Terapide sık duyduğum bir cümle şudur: “Hayatım dolu ama içim boş.” Bu çelişki, çağımızın en görünmez yaralarından biridir. Boşluk, depresyon değildir; bazen sadece anlamın kaybolduğu bir alandır. İnsanın iç sesiyle dış sesi arasındaki mesafe büyüdüğünde oluşur. Ve bu mesafe büyüdükçe, kişi kendi merkezini kaybeder.

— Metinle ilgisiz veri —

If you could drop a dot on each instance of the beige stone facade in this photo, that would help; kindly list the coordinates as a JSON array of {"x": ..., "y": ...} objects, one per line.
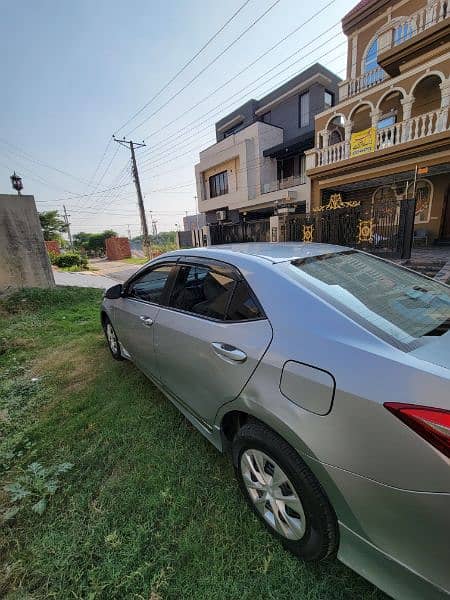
[{"x": 398, "y": 90}]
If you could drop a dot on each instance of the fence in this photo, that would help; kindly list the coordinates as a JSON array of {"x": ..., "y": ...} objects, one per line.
[{"x": 382, "y": 227}]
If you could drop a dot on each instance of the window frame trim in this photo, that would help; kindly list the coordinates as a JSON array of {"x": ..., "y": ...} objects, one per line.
[
  {"x": 168, "y": 286},
  {"x": 308, "y": 124},
  {"x": 215, "y": 265}
]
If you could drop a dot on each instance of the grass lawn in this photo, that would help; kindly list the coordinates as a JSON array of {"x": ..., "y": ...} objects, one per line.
[
  {"x": 149, "y": 510},
  {"x": 135, "y": 260}
]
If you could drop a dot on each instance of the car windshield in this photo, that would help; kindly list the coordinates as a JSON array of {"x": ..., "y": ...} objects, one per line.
[{"x": 387, "y": 299}]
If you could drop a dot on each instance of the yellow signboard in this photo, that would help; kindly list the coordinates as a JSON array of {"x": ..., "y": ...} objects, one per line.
[{"x": 363, "y": 141}]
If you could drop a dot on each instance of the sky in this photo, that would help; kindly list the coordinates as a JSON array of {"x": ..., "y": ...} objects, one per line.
[{"x": 75, "y": 73}]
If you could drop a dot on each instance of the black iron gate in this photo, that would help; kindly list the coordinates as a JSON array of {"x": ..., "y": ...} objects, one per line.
[
  {"x": 250, "y": 231},
  {"x": 382, "y": 227}
]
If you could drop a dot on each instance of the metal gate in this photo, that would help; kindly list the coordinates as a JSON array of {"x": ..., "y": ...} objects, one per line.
[
  {"x": 383, "y": 227},
  {"x": 250, "y": 231}
]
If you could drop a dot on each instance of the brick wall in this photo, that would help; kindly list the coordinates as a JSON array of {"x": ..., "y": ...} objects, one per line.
[
  {"x": 53, "y": 246},
  {"x": 118, "y": 248}
]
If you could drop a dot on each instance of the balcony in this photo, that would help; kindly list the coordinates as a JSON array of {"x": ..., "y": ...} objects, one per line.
[
  {"x": 413, "y": 129},
  {"x": 400, "y": 41},
  {"x": 283, "y": 184}
]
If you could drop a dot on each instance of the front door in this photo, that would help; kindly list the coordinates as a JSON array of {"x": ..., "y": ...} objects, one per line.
[
  {"x": 210, "y": 338},
  {"x": 446, "y": 220},
  {"x": 136, "y": 312}
]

Psikodinamik açıdan bakıldığında, anlamın kaybı bir savunma biçimi olabilir. Bazı insanlar duygularını hissederse yıkılacaklarından korkar. O yüzden anlamı askıya alır, duygularını dondurur, boşluğa yerleşir. Ama o boşluk bazen ruhun sessiz bir çağrısıdır: “Artık hisset.”
Benim için iyileşmek, köklere dönmektir. Kök, sadece geçmişte değil; insana insan olduğunu hatırlatan her şeydedir.
Bir bağ, bir değer, bir inanç, bir ilişki… Kişi bunlarla yeniden temas ettiğinde, boşluk dolmaz; ama yerini bulur. Çünkü anlam, dolulukta değil, temasın kendisinde yaşar.
Belki de insanın en büyük görevi, boşluğu doldurmak değil, onunla ilişki kurmaktır. O zaman o boşluk artık bir tehdit değil, sessiz bir rehber olur. Ve hayat, bir kez daha içine doğru akar.